I recently received a phone call from an Australian man who identified himself as an investigator for the prosecutor at the International Criminal Court (ICC) at the Hague, Netherlands. The investigator and his colleague had read my story, “Merchant’s of Death: Exposing Corporate Financed Holocaust in Africa,” and they wanted my cooperation to provide more detailed evidence about the warlords behind the massacres at Bogoro, Congo, described briefly in my story.
After some weeks of back and forth discussions and me revisiting notes and photos to see what I had, I sent them an email at the definitive moment, when they were hoping to receive a brief “dossier” about the specific case—which they said “had generated a lot of interest” at the ICC—and I shared my uncertainty about the ethics of collaborating with an “International Criminal Court” that was only indicting black Africans. I indicated my concern for the witness ‘Sandrine’, a young girl discussed in my story who named names of commanders, dates of executions, and who herself used a machete in an ethnic massacre and was raped by militiamen. I noted that witnesses identified for the Rwandan Tribunal (ICTR) had been murdered or mysteriously disappeared, and noted my awareness of the injustice of the Tribunals for Yugoslavia and Rwanda, and the disconcerting trajectory of the ICC.
On 4 March 2009 the ICC prosecutors announced that they were at last issuing the long threatened but first ever indictments against a sitting head of state, Omar al-Bashir, the Arab President of Sudan. Meanwhile, Somali ‘pirates’ off East Africa recently freed a Ukrainian ship with a Panamanian registration, a Ukrainian crew and flag of Belize: The freighter carried tanks, rockets and munitions destined for Darfur, and it is owned by an Israeli ‘businessman’ and reputed MOSSAD operative named Vadim Alperin.
It is difficult to make sense of the war in Darfur—especially when people see it as a one-sided “genocide” of Arabs against blacks that is being committed by the Bashir ‘regime’—but such is the establishment propaganda.

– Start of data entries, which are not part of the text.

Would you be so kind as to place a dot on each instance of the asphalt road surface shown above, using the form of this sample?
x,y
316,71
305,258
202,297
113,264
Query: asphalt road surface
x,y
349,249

The real story is much more expansive, more complex, and it revolves around some relatively unknown but shady characters. What follows is a short and imperfect summary of some of the deeper geopolitical realities behind the struggle for Sudan.
First note that the ICC can now be viewed as a tool of hegemonic U.S. foreign policy, where the weapons deployed by the U.S. and its allies include the accusations of, and indictments for, human rights violations, war crimes and crimes against humanity.
To understand this, we can ask why no white man has yet been charged with these or other offenses at the ICC — which now holds five black African “warlords” and seeks to incarcerate and bring to trial another black man, also an Arab, Omar Bashir.
Why hasn’t George W. Bush been indicted? Or what about Donald Rumsfeld? Dick Cheney? Henry Kissinger? Ehud Olmert? Tony Blair? Vadim Alperin? John Bredenkamp?